I tried it with an interrupted water quench, water/oil when I first used the steel but had to leave the work way oversize on the edge to avoid tinks, I broke a good few pieces but had some nice hamon in successful pieces.
But it works much better in fast oil, the piece can be forged then ground much closer to size and there is a much larger temperature window to play with hamon activity and the results on the edge.

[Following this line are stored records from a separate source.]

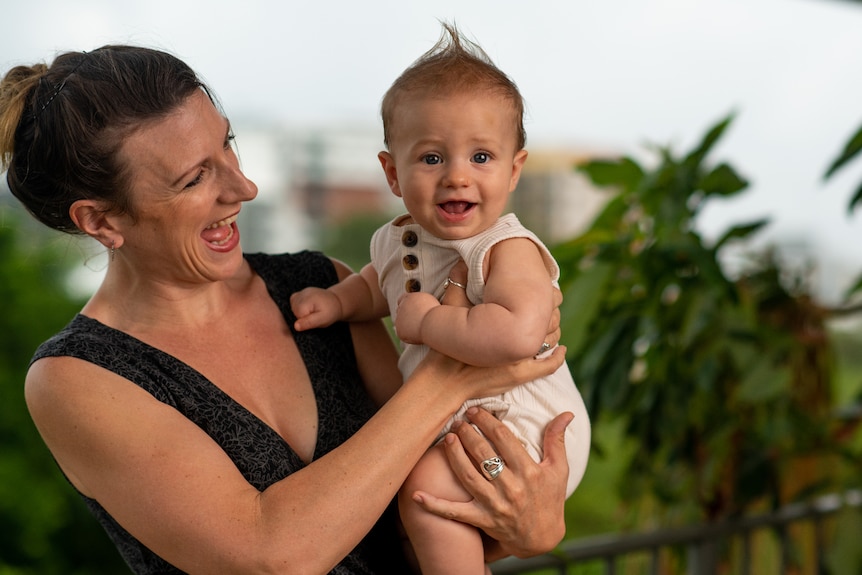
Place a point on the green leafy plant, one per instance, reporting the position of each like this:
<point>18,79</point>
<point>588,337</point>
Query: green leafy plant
<point>722,382</point>
<point>47,529</point>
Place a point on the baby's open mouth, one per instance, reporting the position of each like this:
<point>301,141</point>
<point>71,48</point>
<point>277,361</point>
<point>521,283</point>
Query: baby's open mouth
<point>456,207</point>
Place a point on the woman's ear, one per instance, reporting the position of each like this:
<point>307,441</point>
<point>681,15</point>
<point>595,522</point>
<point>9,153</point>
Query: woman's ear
<point>95,220</point>
<point>388,164</point>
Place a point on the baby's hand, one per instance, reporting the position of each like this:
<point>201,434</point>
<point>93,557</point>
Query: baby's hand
<point>412,308</point>
<point>315,307</point>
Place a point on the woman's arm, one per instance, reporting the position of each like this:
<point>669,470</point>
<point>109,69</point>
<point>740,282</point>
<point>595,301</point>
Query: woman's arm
<point>164,480</point>
<point>509,325</point>
<point>523,509</point>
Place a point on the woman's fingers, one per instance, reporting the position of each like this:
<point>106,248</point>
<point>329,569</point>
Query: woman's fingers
<point>455,292</point>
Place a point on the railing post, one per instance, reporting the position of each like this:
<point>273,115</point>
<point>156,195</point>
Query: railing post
<point>702,556</point>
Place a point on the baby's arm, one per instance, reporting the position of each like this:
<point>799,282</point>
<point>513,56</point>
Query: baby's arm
<point>511,323</point>
<point>355,298</point>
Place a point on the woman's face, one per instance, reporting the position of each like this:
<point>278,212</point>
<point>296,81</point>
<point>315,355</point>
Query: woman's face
<point>186,192</point>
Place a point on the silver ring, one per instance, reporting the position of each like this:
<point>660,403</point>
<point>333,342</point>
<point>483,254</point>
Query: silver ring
<point>450,281</point>
<point>493,467</point>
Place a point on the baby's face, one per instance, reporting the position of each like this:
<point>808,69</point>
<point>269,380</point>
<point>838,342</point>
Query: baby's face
<point>454,161</point>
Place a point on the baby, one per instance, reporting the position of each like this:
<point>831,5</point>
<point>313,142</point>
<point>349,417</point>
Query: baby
<point>453,130</point>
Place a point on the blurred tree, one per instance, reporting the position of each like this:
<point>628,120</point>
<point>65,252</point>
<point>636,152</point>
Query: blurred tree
<point>723,383</point>
<point>47,530</point>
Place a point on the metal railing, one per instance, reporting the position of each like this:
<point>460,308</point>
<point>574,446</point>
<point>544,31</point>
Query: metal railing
<point>698,543</point>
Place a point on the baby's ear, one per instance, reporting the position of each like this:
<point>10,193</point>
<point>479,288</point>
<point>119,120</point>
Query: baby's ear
<point>388,164</point>
<point>517,166</point>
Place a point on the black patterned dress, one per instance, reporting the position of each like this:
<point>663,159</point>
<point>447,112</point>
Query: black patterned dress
<point>258,451</point>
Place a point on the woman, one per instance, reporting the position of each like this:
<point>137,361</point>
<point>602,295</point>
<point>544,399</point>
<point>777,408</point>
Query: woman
<point>203,433</point>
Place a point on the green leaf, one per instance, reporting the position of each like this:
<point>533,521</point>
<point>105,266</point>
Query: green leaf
<point>722,181</point>
<point>764,382</point>
<point>851,149</point>
<point>856,199</point>
<point>740,232</point>
<point>581,303</point>
<point>624,173</point>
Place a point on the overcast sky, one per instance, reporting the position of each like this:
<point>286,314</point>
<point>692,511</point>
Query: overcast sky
<point>609,74</point>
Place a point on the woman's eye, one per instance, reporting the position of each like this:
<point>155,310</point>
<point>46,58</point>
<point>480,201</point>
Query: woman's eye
<point>196,181</point>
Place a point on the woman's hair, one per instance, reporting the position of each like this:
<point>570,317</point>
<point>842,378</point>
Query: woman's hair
<point>454,64</point>
<point>62,126</point>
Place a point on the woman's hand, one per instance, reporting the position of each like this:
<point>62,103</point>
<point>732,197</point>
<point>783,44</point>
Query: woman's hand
<point>523,508</point>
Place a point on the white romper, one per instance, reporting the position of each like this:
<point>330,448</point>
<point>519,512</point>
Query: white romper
<point>405,254</point>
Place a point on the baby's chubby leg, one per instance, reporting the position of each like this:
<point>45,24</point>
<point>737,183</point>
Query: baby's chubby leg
<point>442,546</point>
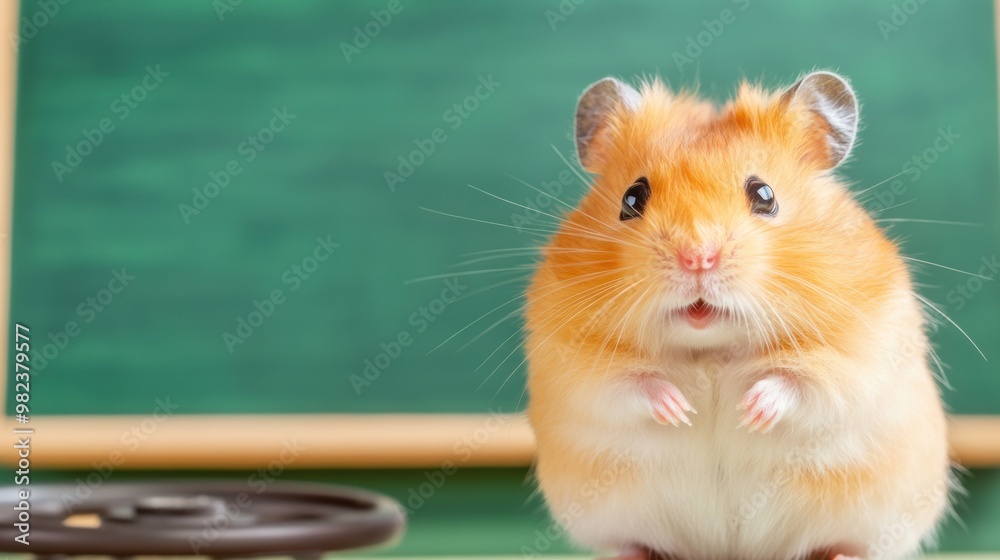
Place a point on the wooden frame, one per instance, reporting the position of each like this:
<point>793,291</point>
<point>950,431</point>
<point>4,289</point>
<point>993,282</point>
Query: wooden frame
<point>297,441</point>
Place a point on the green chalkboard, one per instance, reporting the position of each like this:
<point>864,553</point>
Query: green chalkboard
<point>184,167</point>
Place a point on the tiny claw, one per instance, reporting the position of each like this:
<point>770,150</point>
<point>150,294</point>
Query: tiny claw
<point>766,403</point>
<point>667,403</point>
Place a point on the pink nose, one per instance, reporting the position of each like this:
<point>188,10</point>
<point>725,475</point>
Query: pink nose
<point>697,260</point>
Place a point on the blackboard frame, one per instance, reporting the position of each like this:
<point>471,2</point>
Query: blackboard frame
<point>315,440</point>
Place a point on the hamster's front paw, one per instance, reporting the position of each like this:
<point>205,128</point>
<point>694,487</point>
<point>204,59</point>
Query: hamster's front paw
<point>666,402</point>
<point>767,402</point>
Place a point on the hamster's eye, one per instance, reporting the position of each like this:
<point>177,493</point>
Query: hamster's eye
<point>761,197</point>
<point>635,199</point>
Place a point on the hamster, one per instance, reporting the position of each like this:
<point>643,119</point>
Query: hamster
<point>726,356</point>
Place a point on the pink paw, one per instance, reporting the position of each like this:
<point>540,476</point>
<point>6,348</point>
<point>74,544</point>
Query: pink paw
<point>766,402</point>
<point>667,403</point>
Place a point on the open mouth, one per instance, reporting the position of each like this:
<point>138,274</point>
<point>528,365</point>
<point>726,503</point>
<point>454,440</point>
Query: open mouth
<point>701,314</point>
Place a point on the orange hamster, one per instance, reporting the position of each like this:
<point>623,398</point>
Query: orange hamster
<point>727,359</point>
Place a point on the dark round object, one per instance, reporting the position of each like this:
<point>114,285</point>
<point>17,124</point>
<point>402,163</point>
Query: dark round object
<point>220,519</point>
<point>635,199</point>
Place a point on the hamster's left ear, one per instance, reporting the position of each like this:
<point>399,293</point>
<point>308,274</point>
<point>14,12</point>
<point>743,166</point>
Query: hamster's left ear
<point>831,98</point>
<point>596,109</point>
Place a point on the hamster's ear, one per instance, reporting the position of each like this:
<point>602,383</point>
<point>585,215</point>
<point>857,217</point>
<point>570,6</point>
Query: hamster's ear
<point>830,97</point>
<point>596,107</point>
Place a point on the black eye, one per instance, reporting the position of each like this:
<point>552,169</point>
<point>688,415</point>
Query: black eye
<point>761,197</point>
<point>635,199</point>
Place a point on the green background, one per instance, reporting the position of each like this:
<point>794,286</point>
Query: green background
<point>324,175</point>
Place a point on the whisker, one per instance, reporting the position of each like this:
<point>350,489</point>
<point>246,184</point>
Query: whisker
<point>940,222</point>
<point>947,268</point>
<point>953,323</point>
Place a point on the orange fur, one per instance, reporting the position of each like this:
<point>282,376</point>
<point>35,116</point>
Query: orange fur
<point>823,290</point>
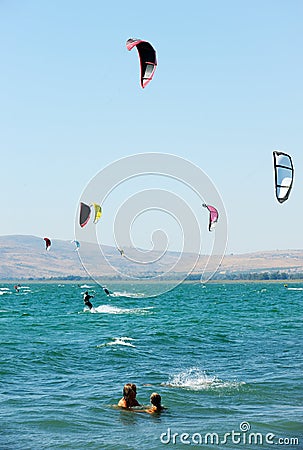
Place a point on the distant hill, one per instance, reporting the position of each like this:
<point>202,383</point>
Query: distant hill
<point>25,257</point>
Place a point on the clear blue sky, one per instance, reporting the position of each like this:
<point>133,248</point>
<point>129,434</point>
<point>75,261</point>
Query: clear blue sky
<point>226,93</point>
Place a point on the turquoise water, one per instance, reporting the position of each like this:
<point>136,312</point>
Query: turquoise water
<point>225,358</point>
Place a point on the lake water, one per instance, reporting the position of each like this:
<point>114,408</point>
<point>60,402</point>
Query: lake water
<point>226,359</point>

My aims are not for toughness contrary to western ideology. I aim to put all the extra carbon over 0.8% into lovely glassy hard cementite for long lasting edges that will not distort on a very thin edge. So with barely a flash temper this steel is stable enough, will flex without chipping but has that glassy feel on edge that can not distort. It would microchip if it contacts firmly something hard like grit in food though, but chips tiny, very quick to rectify.. its as you would expect true honyaki to be at 65/66hrc. This of course only makes sense on very thin edges of kitchen knives, if you were to make a hunter from the steel with a thicker edge, it would behave differently, would be too easy to chip badly over a thicker section, you can also use this steel with a rather high temperature double temper and achieve and incredibly tough 64hrc. Im planning to do some utility in the steel utilising this range. Its very versatile. Just goes to show you can have two similar hardness figures with very different results on the edge depending entirely on the makers aims for the edge qualities in a given type of workpiece. And that goes for water or oil quenched pieces.